Other groundless claims about supposed “collective punishment”, like ceasing electricity provision to Gaza, are dealt with more comprehensively here. As for the “siege” of Gaza, IHL does not prohibit or even define sieges, which are an acknowledged and legal tool of warfare, providing the aim of the siege is not to deliberately starve the civilian population (which of course is not the case here).
Genocide
Perhaps the most ridiculous and vile claim by Palestinians and their useful idiots in the West is that Israel is committing genocide against the Palestinians. The Palestinian population has been growing rapidly, more than doubling in 30 years – Israel’s incompetence at “genocide” must know no bounds.
Genocide is not simply large numbers of people being killed, something that occurs in every war, especially in dense urban environments like Gaza. Millions can die and it still wouldn’t be considered genocide without a clearly formulated intent, as defined by the Genocide Convention, “to destroy, in whole or in part, a national, ethnical, racial or religious group.” Israel very obviously has no intent to destroy the Palestinians in whole or in part, unlike Hamas, which openly declares such intent in its Charter and whose attacks against Jews match that intent.
One perceptive Tiktok user pointed out that Israel has dropped a staggering amount of munitions in two weeks on one of the most densely populated residential areas in the world and hasn’t even killed one person per bomb, despite the fact that each bomb could theoretically kill hundreds.

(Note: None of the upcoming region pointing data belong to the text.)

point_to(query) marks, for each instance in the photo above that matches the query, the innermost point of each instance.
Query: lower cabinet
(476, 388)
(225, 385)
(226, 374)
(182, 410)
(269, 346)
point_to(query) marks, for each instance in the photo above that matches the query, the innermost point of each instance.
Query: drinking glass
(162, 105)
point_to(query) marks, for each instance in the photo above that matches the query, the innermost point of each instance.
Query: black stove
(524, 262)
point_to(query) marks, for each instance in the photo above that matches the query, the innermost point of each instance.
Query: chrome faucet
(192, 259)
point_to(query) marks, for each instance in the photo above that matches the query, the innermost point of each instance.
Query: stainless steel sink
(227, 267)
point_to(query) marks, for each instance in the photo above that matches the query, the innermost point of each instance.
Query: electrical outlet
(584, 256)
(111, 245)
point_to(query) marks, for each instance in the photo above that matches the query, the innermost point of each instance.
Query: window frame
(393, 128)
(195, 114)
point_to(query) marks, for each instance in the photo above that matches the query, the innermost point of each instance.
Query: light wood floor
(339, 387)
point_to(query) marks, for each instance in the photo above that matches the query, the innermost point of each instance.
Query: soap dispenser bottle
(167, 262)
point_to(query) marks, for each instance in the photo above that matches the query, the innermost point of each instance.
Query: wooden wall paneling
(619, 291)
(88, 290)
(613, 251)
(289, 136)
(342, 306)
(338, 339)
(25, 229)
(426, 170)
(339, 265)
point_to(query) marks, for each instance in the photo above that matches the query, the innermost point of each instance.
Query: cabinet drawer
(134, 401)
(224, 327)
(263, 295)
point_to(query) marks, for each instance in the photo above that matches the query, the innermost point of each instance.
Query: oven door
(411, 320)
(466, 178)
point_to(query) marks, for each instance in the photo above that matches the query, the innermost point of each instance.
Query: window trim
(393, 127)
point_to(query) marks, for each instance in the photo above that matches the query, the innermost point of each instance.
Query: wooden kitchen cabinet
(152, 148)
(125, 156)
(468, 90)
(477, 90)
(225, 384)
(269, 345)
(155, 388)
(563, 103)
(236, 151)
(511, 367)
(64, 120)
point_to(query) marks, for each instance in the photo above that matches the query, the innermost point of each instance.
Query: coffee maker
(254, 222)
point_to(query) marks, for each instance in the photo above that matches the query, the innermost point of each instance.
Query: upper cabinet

Yuan Yi Zhu, an assistant professor of International Relations and International Law at Leiden University, the Netherlands, and a Research Fellow at Harris Manchester College, Oxford, recently tweeted:
International humanitarian law has broad acceptance because it seeks to mitigate the worst effects of armed conflict instead of banning it entirely. If it’s construed in a way that allows no practical military operations to take place, belligerents might just ignore it outright.
In the end, Israel will set the goals for this war and define the means it uses to accomplish them within the bounds of IHL in the war of self-defence it is permitted to launch under the UN charter. That won’t mean there won’t be continuing horrendous carnage and Palestinian civilian suffering – and we will see all of it in gruesome detail every day, and it will shake all of us.
But not every example of the horrors of war is a war crime, nor every large number of deaths genocide. Pretending that they are does not make war less deadly and horrific; rather, by rendering the existing legal framework completely unworkable, it actually helps make wars both more likely and even more unconstrained.